Suppose $A$ and $B$ are two real symmetric $n \times n$ matrices (If simpler, consider $A$ and $B$ to be 0/1 matrices, say, adjacency matrices of d-regular graphs).
Then $||AB||_{op} \leq ||A||_{op}||B||_{op}$ since the operator norm is sub-multiplicative. Let us fix the operator norm to be the 2-norm or the one induced by the Euclidean vector norm.
I would like to increase this gap using a signature matrix $\tilde{I}$. Intuitively, I am just negating certain columns of $A$ (or equivalently, certain rows of $B$).
How small can we make the ratio (by a good choice of $\tilde{I}$):
\begin{equation}\frac{||A\tilde{I}B||_{op}}{||A||_{op}||B||_{op}}\end{equation}
Moreover, is there a constant $C$ such that \begin{equation}\frac{||A\tilde{I}B||_{op}}{||A||_{op}||B||_{op}} \leq C\end{equation} and \begin{equation}\frac{||B\tilde{I}A||_{op}}{||B||_{op}||A||_{op}} \leq C\end{equation} and can we find such an $\tilde{I}$?
Ideally I hope for a bound around $\tan^2(\pi/8)$ :) Is this part of a general theory of trying to "almost orthogonalize" matrices and are there any good relevant references? I came across Grothendeick's Inequality while searching for relevant info, but not sure how related it is.

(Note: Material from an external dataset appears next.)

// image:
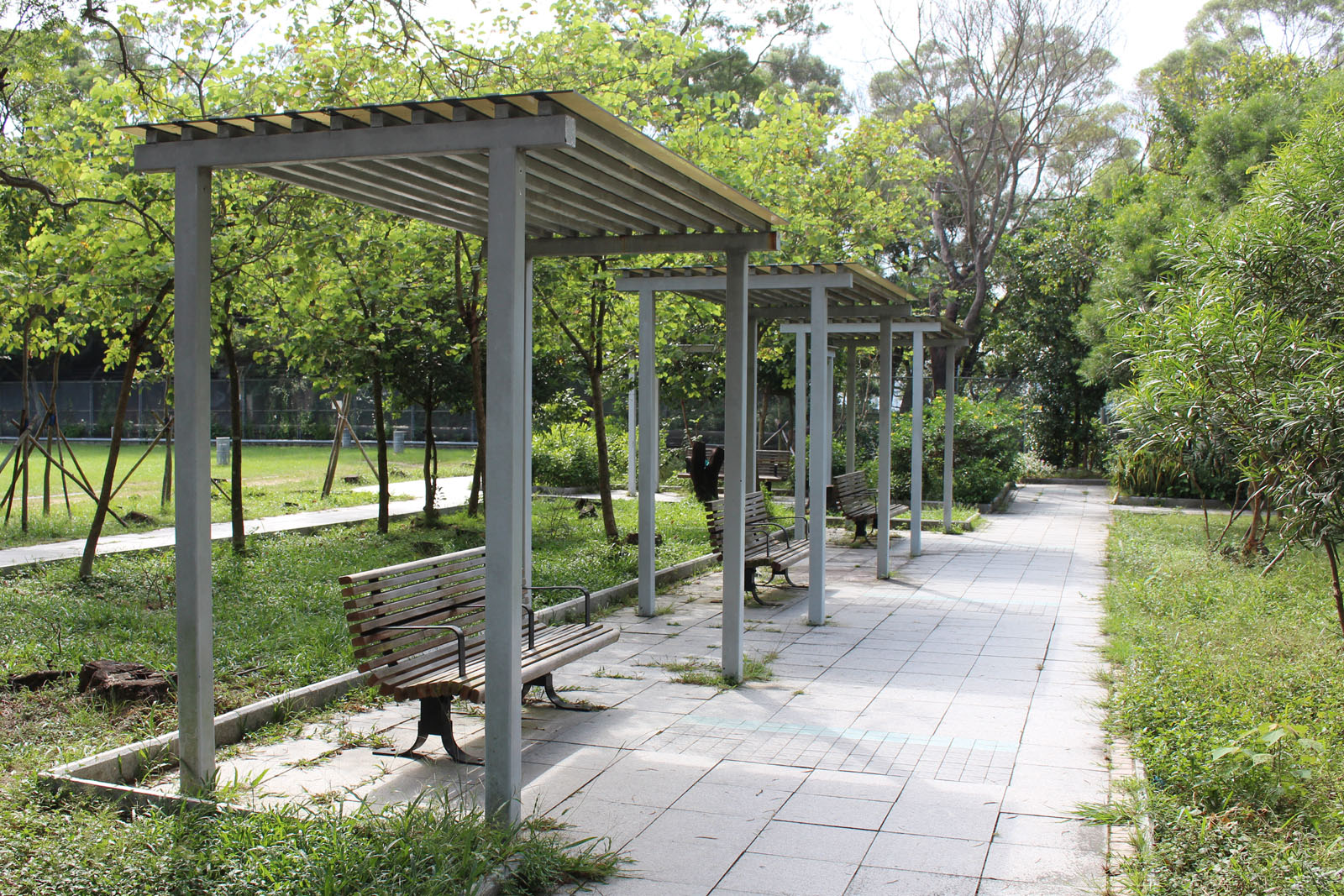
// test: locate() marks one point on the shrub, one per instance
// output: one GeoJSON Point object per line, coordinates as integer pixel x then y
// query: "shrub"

Edit: If $A$ and $B$ are both identity matrices for instance (or diagonal matrices), clearly nothing can be done. The context for this question is that the adjacency matrix of a d-regular graph has been split into the adjacency matrices of two d/2-regular edge-disjoint spanning subgraphs. The question might be more meaningful in this context.
Clearly, it cannot be a constant for all $A$ and $B$ but in this context, it would help if the bound depends on $||A+B||,||A||$ and $||B||$.
If $A$ and $B$ are diagonal matrices, the signature matrix doesn't affect $\|A \tilde{I} B \|$.